EBITDA is an accounting measure that allows a greater amount of discretion as to what is and what isn’t included in the calculation. Companies are able to change the items included in their EBITDA calculation from one reporting period to the next one.
Although EBITDA is not an official financial measure, it is often being used in many finance fields when trying to assess the performance of a company. Its purpose is to make it possible to compare the profitability between different firms by neglecting the effects of interest payments from different forms of financing, collections of assets, political jurisdictions, and different takeover histories.
Types of EBITDA
Earnings before interest, taxes, depreciation and amortization can result in two forms: negative and positive.

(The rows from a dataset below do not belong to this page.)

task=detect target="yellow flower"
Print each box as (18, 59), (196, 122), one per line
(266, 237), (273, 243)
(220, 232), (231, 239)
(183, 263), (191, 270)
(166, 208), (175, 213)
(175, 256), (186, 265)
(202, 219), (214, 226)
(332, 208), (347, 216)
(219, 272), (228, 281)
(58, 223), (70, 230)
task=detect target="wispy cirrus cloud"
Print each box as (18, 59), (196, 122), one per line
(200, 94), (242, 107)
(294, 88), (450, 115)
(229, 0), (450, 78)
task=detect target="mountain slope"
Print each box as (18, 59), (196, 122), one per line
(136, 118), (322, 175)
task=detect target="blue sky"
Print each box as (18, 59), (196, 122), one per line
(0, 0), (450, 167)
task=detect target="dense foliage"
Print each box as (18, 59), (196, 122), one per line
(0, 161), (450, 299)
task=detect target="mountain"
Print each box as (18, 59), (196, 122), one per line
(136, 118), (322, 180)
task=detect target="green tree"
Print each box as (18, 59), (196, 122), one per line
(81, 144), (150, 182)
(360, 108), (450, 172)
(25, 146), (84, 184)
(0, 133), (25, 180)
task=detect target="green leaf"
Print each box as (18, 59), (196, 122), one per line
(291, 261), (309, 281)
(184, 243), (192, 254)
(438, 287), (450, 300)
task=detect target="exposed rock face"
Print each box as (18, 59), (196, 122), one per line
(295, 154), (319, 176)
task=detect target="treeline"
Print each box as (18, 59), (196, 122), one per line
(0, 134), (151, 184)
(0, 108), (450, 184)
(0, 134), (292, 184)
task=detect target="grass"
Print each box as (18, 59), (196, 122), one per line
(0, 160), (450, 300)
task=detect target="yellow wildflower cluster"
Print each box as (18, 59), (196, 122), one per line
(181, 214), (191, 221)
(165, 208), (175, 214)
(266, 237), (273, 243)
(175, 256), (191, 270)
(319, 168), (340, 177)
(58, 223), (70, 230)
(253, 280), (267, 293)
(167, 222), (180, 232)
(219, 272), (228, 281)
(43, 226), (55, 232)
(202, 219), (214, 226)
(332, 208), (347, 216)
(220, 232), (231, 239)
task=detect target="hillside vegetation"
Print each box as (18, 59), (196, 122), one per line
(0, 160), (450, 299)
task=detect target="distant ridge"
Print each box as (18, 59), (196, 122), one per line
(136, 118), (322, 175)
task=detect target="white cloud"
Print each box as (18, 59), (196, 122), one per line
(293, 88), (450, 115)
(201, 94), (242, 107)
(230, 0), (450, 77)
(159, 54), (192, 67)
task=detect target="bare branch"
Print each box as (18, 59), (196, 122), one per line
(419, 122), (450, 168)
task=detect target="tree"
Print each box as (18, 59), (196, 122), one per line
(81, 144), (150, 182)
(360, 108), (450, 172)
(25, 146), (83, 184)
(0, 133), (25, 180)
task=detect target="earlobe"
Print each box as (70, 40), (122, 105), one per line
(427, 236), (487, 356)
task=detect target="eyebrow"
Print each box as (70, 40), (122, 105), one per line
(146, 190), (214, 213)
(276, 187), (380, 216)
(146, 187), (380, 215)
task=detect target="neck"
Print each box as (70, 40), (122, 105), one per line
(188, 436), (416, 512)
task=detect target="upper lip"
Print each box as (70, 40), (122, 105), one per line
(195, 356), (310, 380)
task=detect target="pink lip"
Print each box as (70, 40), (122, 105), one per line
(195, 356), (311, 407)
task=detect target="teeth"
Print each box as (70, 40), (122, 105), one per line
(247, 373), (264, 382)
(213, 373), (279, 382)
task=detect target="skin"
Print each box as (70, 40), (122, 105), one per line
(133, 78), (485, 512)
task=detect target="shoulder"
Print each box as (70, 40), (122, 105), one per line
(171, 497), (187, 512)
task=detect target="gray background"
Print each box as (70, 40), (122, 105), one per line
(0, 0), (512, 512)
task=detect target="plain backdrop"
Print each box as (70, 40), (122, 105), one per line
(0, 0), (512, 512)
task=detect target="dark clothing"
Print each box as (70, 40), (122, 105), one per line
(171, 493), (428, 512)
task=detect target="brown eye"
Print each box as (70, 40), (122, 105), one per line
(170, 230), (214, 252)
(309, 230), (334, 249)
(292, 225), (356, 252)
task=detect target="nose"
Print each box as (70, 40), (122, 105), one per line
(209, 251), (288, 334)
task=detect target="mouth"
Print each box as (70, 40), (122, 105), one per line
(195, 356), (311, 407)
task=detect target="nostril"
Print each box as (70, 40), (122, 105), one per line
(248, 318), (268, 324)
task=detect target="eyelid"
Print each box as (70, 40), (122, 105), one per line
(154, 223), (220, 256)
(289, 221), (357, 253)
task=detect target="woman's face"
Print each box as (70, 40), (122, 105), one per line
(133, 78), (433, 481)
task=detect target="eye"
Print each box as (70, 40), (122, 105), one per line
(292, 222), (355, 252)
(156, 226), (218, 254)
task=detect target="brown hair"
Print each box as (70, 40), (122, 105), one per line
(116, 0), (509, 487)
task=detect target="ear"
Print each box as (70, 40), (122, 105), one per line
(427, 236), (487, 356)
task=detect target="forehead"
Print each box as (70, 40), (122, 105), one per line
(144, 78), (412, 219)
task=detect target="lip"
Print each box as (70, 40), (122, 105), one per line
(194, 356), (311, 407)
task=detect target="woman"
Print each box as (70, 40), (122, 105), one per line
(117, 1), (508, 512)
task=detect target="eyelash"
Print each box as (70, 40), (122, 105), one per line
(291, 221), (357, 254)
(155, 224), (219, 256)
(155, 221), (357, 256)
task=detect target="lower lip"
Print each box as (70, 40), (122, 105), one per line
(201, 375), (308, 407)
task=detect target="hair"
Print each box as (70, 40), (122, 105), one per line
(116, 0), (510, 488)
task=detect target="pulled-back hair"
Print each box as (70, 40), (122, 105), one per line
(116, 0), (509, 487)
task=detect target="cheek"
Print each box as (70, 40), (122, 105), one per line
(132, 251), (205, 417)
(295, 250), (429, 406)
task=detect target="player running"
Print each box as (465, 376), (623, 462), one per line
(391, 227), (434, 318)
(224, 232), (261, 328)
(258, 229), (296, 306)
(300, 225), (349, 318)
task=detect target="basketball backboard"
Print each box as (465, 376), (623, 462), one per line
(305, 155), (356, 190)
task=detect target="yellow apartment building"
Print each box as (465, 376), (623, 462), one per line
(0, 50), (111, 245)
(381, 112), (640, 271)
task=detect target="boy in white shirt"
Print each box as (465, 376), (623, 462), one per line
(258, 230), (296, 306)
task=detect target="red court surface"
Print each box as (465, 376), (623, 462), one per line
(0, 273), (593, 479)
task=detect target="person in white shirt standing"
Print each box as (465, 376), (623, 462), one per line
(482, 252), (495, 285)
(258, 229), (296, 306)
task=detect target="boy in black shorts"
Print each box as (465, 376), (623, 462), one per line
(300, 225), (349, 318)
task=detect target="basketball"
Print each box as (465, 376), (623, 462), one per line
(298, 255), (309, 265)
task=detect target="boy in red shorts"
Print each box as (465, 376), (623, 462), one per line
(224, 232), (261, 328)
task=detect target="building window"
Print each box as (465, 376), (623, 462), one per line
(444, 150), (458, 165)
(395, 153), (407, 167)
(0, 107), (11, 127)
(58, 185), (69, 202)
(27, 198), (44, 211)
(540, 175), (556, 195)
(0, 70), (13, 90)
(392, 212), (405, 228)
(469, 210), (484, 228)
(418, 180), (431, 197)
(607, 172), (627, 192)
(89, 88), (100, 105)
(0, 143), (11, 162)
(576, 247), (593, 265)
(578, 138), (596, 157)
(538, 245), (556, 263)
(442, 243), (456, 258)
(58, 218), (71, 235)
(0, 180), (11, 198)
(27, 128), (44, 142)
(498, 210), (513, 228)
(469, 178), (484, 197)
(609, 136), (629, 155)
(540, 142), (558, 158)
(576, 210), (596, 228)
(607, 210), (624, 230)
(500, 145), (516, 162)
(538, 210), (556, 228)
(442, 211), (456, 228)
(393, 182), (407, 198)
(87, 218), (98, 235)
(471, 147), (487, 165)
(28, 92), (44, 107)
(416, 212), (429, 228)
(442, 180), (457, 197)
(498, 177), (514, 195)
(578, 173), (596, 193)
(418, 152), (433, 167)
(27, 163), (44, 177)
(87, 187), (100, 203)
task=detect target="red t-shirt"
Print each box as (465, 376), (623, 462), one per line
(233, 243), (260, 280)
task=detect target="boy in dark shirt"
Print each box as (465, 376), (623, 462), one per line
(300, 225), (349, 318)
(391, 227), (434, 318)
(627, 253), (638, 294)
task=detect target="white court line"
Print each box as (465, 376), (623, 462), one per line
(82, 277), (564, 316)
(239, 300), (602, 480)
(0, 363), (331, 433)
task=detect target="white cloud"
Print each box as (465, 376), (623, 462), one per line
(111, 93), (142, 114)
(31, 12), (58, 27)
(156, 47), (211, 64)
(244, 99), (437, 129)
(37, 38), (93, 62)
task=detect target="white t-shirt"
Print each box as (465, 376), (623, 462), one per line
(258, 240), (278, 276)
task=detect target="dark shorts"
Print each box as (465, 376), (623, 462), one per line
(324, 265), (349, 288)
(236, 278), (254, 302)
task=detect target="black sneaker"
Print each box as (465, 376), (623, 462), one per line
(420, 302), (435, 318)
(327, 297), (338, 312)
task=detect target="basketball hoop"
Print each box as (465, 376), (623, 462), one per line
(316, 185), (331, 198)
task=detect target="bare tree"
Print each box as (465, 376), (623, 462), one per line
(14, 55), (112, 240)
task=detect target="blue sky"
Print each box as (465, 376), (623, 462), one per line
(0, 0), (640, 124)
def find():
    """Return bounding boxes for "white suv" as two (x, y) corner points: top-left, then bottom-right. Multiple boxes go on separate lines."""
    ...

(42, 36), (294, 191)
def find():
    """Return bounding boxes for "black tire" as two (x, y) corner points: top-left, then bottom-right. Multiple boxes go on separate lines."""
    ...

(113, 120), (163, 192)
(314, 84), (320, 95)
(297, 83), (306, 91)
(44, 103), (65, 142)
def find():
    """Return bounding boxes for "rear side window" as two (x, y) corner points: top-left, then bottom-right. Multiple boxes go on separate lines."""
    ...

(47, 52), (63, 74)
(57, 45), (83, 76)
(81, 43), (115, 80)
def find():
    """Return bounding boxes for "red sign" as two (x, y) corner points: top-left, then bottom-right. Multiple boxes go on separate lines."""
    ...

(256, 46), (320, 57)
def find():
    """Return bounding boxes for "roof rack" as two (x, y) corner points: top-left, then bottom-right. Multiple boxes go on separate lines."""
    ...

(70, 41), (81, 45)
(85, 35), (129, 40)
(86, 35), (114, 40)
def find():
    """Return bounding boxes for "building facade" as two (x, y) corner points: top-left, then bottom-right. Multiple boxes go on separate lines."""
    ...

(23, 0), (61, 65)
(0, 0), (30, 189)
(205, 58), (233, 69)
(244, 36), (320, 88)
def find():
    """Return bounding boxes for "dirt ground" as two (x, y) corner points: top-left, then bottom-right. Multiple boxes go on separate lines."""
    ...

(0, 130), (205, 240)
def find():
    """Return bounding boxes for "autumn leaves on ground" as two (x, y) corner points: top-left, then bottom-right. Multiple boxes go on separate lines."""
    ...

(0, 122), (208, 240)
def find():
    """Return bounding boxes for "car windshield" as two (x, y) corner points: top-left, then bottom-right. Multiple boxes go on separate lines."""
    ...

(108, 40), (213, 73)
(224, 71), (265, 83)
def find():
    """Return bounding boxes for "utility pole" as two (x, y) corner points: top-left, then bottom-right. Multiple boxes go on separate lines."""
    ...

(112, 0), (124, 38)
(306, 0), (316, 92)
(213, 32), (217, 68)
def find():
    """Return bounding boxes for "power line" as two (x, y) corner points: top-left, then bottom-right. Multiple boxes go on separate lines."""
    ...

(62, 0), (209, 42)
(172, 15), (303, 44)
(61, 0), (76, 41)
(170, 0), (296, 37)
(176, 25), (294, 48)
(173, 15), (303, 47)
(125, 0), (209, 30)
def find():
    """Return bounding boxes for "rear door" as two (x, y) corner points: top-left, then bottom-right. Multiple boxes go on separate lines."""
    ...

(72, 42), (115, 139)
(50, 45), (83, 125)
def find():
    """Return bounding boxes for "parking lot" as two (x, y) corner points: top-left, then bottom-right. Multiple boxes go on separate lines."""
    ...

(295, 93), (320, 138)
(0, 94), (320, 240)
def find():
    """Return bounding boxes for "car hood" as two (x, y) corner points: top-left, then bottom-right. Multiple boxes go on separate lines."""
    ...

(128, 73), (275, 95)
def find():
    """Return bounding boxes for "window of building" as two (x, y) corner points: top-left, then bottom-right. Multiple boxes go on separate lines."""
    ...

- Negative EBITDA shows that a business has some fundamental problems with profitability and cash flow.
- Positive EBITDA doesn’t necessarily mean that business generates cash, because there may be other expenses not included in the EBITDA but drowning money from the company, such as working capital, capital expenditures, taxes and interest.
Use of EBITDA
There are two most common metrics in which EBITDA is widely used and they are related to loan covenants:
- Leverage – it measures the amount of debt in relation to the EBITDA
- Interest coverage – it measures the ability of a company to generate profit in order to cover interest payments.
Disadvantages of EBITDA
EBITDA is not suitable to be used as a single measure of earnings or cash flow. When looked at EBITDA individually, it can provide an incomplete and dangerous image of financial health. There are at least four reasons not to rely on EBITDA completely:
- It’s not a substitute for cash flow – as mentioned before, there are some real expenses that are not calculated in the EBITDA formula, like taxes and interests. This means that the amount of money that EBITDA shows is almost never realistic.
- It skews interest coverage – EBITDA can make company give an impression of having more money to make interest payments.
- It ignores quality of earnings – there is no universal standard for EBITDA starting figures, so the amount it represents for different companies may vary a lot.
- It makes companies look cheaper than they really are – this reflects on the company’s stock price, among other things.